Miao Yue dan yang lainnya semua memandang Menara Puncak Hitam. Pertandingan Ras Naga dan Dewi telah berakhir.

Tempat ini mulai agak membosankan.

Beberapa orang sudah mulai berkompetisi satu sama lain dalam kegelapan.

Mereka hanya ingin mencari kesempatan untuk melakukan sesuatu.

Tidak peduli apakah orang itu berada di dalam atau di luar, selama seseorang bergerak, sesuatu akan terpicu.

Sesuatu yang hanya bisa dideteksi oleh beberapa orang.

Zhu Qing juga mengamati. Secara teori, tidak ada yang perlu dia perhatikan.

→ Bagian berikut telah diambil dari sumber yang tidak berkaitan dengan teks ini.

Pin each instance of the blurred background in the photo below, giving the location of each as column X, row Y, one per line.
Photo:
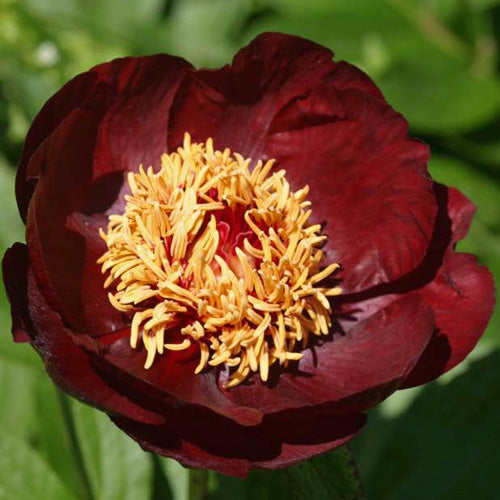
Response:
column 437, row 62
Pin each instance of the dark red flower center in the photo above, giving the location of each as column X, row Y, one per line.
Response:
column 221, row 254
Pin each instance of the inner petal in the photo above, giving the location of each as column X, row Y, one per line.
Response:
column 213, row 254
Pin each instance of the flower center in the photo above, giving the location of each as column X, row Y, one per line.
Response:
column 209, row 253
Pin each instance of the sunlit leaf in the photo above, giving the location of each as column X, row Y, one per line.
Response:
column 445, row 446
column 24, row 475
column 117, row 468
column 332, row 476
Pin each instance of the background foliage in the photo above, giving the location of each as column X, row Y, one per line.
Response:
column 437, row 61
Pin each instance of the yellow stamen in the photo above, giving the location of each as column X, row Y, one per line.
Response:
column 246, row 307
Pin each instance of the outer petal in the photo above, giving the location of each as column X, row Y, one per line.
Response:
column 69, row 367
column 64, row 244
column 236, row 104
column 14, row 268
column 462, row 295
column 368, row 182
column 80, row 169
column 354, row 371
column 117, row 83
column 229, row 448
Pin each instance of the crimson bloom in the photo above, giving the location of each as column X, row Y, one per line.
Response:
column 201, row 303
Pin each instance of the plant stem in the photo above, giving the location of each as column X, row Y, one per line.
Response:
column 75, row 446
column 198, row 484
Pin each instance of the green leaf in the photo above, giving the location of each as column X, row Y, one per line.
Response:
column 480, row 188
column 259, row 485
column 55, row 435
column 177, row 477
column 24, row 475
column 332, row 476
column 438, row 95
column 118, row 469
column 445, row 447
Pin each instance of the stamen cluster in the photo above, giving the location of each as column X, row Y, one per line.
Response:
column 211, row 254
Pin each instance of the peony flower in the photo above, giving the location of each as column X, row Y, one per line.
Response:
column 235, row 264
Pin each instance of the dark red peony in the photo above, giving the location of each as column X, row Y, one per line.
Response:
column 285, row 264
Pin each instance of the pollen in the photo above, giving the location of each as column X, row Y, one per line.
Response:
column 220, row 258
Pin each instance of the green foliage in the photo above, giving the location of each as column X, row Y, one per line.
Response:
column 444, row 446
column 437, row 62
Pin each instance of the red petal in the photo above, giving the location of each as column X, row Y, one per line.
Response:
column 368, row 181
column 69, row 367
column 356, row 370
column 461, row 293
column 14, row 268
column 63, row 241
column 227, row 447
column 462, row 297
column 236, row 104
column 116, row 84
column 172, row 376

Kecuali jika muridnya sendiri yang dikirim keluar.

Hanya saat itulah dia akan memperhatikan.

Xiao Yu sangat kuat dibandingkan dengan mereka yang berada di tingkat keempat. Selama dia bertemu dengan yang lain, seharusnya tidak ada yang bisa membuatnya pergi dengan mudah.

Splash!

Seberkas cahaya muncul dari tingkat keempat.

Zhu Qing tanpa sadar menoleh dan terkejut.

Orang yang keluar tentu saja Ao Longyu, yang tinggi, dingin, dan cantik.

“Xiao Yu?” Zhu Qing tidak mengerti apa yang sedang terjadi.

Ran Jing juga menatap Ao Longyu.

Ao Shishi juga bingung. Bagaimana mungkin dia tersingkir padahal begitu kuat?

Tidak ada luka di tubuhnya.

Zhu Qing tanpa ragu langsung melambaikan tangannya.

Dia membawa Ao Longyu ke sisinya.

Orang-orang dari arah lain juga melihat Ao Longyu. Meskipun terkejut, mereka hanya bertukar beberapa kata.

Tingkat keempat tidak penting.

Tingkat kelima lebih penting.

Mereka yang di bawah tingkat kelima hanya dibawa untuk melihat dunia luar.

“Guru, Bibi Bela Diri.” Ao Longyu datang di depan Zhuqing dan menundukkan kepalanya.

Setelah guru dan bibi bela dirinya menjawab, Ao Longyu berkata pelan kepada Ran Jing.

“Ibu.”

Ran Jing melirik Ao Longyu sebelum mengabaikannya lagi.

Ao Longyu berdiri di belakang gurunya.

“Apakah kau terluka?” tanya Zhu Qing.

Ao Longyu menggelengkan kepalanya.

“Tidak.”

Setelah itu, mereka tidak bertanya lebih lanjut.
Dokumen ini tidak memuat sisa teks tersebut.